Ieri infatti è andata peggio a Grecia, Irlanda e Spagna. L’annuncio di nuove emissioni di titoli di Stato greci a cinque anni – non in asta ma con l’aiuto di un sindacato di collocamento di banche tra le quali Banca Imi – ha messo sotto pressione il mercato secondario. Il differenziale tra i titoli greci e tedeschi a dieci anni si è allargato fino a toccare 251 centesimi (2,51%). La Grecia, declassata questa settimana dalla “A” alla “A-” da S&P’s, intende raccogliere con bond in asta o sindacati fino a 43 miliardi nel 2009: il debito pubblico di Atene è proiettato verso quota 100% secondo le stime di Standard & Poor’s e trader.
Anche i titoli di Stato spagnoli hanno sofferto ieri, per motivi analoghi: oltre al credit watch di S&P’s, che ha posto sotto osservazione la tripla “A” spagnola con possibilità di declassamento entro due mesi, le aste di questa settimana dei Bonos hanno pesato e sono state digerite con difficoltà. Se è vero che il Tesoro spagnolo ha raccolto 3,6 miliardi di euro contro i 3 richiesti, è altrettanto vero che per vendere Bonos a 15 e 30 anni i rendimenti sono lievitati enormemente. Lo spread tra bond spagnoli e (AAA) e Bund (AAA) ieri è cresciuto ancora di qualche centesimo portandosi a quota 117 punti: una trentina di centesimi di distanza dall’Italia che ha rating con due (Moody’s), tre (Fitch) e quattro (S&P’s) gradini sotto la “AAA”.

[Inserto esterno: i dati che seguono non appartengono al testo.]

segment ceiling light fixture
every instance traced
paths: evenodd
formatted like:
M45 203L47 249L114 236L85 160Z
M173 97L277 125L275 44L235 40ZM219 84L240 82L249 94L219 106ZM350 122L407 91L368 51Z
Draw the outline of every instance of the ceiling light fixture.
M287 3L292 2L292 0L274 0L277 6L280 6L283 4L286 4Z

Bastonati ieri infine anche i titoli di Stato irlandesi. Al di là dell’outlook negativo sulla “AAA” S&P’s, che può risolversi nell’arco di due anni, quel che ha pesato sul rischio-Irlanda stata la notizia della nazionalizzazione della Anglo Irish Bank: un caso eclatante di rischio-banca che sconfina o addirittura si trasforma in rischio-Stato. Per l’Irlanda tra l’altro S&P’s prevede un deficit/Pil tra il 9,7% e il 5,2% dal 2009 al 2013, con un debito/Pil che quasi triplicato dal 21% al 57% in un quinquennio.
Fino al 22 gennaio, tuttavia, il mercato dei titoli di Stato di Eurolandia può tirare un sospiro di sollievo perché non sono programmate aste importanti dai principali Stati: l’offerta rallenta. Non è escluso tuttavia che questa finestra sia colta al volo dalle banche che progettano di collocare obbligazioni con la garanzia statale. Lo strumento del “government guaranteed bond” in Italia resta in stallo a causa degli alti costi di raccolta per le banche e anche per colpa di alcuni passaggi poco chiari della legge che rischiano di indebolire la portata della garanzia: il Tesoro pubblicherà – probabilmente la prossima settimana – una circolare esplicativa per sciogliere i dubbi sull’efficacia della garanzia che resta «irrevocabile, incondizionata e a prima richiesta».